Dopo qualche mese, Serenella, sempre più sola, scrive a un quotidiano locale. Chiede sostegno alle istituzioni, alle associazioni. “Mi dicevano – racconta – le cose funzionano così e non c’è modo di cambiarle. Una pacca sulla spalla e aiutati che Dio ti aiuta. Volevo morire. Ho pensato di suicidarmi. Ma ho avuto paura, ho temuto di restare paralizzata, lesionata e diventare un peso ulteriore per la mia famiglia. Ho visto mio figlio come l’unica vera vittima di tutto questo. Non volevo fargli del male”.
Serenella si riprende e torna a chiedere aiuto. Fino a quando non si accorge di lei un imprenditore che aveva vissuto la stessa sua esperienza. L’imprenditrice si sente più forte. Comincia a riconsiderare la sua vita. Non si sente più un’incapace. Con l’aiuto dei parenti, dei dipendenti rimasti vicini nei sacrifici, trova il coraggio di lottare. Coinvolge altri fornitori nelle sue stesse condizioni in un’azione giudiziaria.
Oggi è più serena. E’ riuscita a ricomprare quanto aveva perso, mentre “il responsabile – afferma – gira tranquillo. L’attività rende per il presente, ma non riesce a far fronte al debito accumulato nei confronti dello Stato per il pregresso.
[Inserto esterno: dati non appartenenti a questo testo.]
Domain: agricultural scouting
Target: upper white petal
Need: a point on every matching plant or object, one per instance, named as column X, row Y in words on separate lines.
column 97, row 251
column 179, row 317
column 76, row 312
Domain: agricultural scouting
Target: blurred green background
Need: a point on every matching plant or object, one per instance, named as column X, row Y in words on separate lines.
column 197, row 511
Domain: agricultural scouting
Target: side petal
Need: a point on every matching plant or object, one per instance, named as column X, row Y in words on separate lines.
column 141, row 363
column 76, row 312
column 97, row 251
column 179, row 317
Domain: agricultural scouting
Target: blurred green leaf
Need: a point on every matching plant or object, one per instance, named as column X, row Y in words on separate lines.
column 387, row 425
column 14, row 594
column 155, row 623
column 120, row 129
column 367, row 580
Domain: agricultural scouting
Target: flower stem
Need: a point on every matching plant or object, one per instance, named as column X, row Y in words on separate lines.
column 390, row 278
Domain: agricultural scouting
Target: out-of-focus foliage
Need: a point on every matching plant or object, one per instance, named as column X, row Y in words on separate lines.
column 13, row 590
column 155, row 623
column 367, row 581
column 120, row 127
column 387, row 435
Dopo aver perso 3/4 di fatturato, l’Erario pretende ugualmente gli oneri maturati. Impossibile incassare una volta e pagare due. Non mi sarà restituito nulla. Le aziende per cui lavoravo sono risultate scatole vuote. Per la class action la Procura ha ritenuto fondati i nostri suggerimenti. Non ci costituiremo parte civile perché troppo logorante e costoso questo cammino. Le nostre risorse resteranno in azienda per salvare i posti di lavoro e le nostre vite. Spero che la mia storia serva da modello perché le leggi sul fallimento cambino e il Governo si impegni a sostenere le piccole e medie imprese, ricchezza del nostro Paese. Non è andata benissimo per l’azienda, però, sono viva e ho accanto la mia famiglia”.
Ora ti senti tosta? “ Beh – replica – lo dovrebbero dire gli altri, ma considerando che, dalla Guardia di finanza sono andata da sola, mi sono autodenunciata, sto affrontando giudici e avvocati, porto avanti una battaglia per tanti, ma spesso sola, magari un pochino tosta lo sono. Forse non un pochino. Dopo una giornata di lavoro, nonostante tutto, mi preparo per il giorno dopo, sperando di viverlo ancora nella mia azienda. Continuo a mettercela tutta”.